Linked Server Performance and options

https://stackoverflow.com/questions/132305

02-07-2019
|

Question

At work we have two servers, one is running an application a lot of people use which has an SQL Server 2000 back end. I have been free to query this for a long time but can't add anything to it such as stored procedures or extra tables.

This has lead to us having a second SQL Server linked to the first one and me building up a library of stored procedures that query data from both sides using linked server. Some of these queries are taking longer than what I would like.
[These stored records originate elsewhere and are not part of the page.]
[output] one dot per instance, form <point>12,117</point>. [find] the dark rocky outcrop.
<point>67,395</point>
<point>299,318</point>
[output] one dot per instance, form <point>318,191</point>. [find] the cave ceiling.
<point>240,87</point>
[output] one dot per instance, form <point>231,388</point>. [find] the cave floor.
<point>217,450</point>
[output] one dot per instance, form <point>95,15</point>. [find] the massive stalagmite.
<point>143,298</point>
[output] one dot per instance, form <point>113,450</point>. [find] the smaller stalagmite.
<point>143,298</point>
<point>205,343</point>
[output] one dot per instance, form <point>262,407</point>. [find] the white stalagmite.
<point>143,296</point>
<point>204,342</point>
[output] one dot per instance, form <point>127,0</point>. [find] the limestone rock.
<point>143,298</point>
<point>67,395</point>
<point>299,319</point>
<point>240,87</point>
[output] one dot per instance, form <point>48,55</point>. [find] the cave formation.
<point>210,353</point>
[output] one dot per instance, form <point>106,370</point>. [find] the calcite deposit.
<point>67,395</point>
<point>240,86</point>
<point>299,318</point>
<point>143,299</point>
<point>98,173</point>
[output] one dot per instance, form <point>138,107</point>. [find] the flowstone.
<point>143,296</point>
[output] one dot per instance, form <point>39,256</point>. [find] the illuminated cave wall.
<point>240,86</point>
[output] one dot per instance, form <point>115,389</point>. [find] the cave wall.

Can someone point me to some good articles about using linked servers? I am particularly interested in finding out what data is being transferred between the two as usually the majority of the sql statement could be performed remotely but I have the feeling it may be transferring the full tables, it is usually just a join to a small final table locally.

Also what do the linked server options do I currently have:

Collation Compatible True
Data Access True
Rpc True
Rpc Out True
Use Remote Collation False
Collation Name (Blank)
Connection Timeout 0
Query Timeout 0

EDIT:

Just thought I would update this post I used openqueries with dynamic parameters for a while to boost performance, thanks for the tip. However doing this can make queries more messy as you end up dealing with strings. finally this summer we upgraded SQL Server to 2008 and implemented live data mirroring. To be honest the open queries were approaching the speed of local queries for my tasks but the mirroring has certainly made the sql easier to deal with.

Solution

I would advise dynamic openqueries in a cursor loop instead of linked joins. This is the only way i've been able to replicate MS Access' linked join performance (at least for single remote tables)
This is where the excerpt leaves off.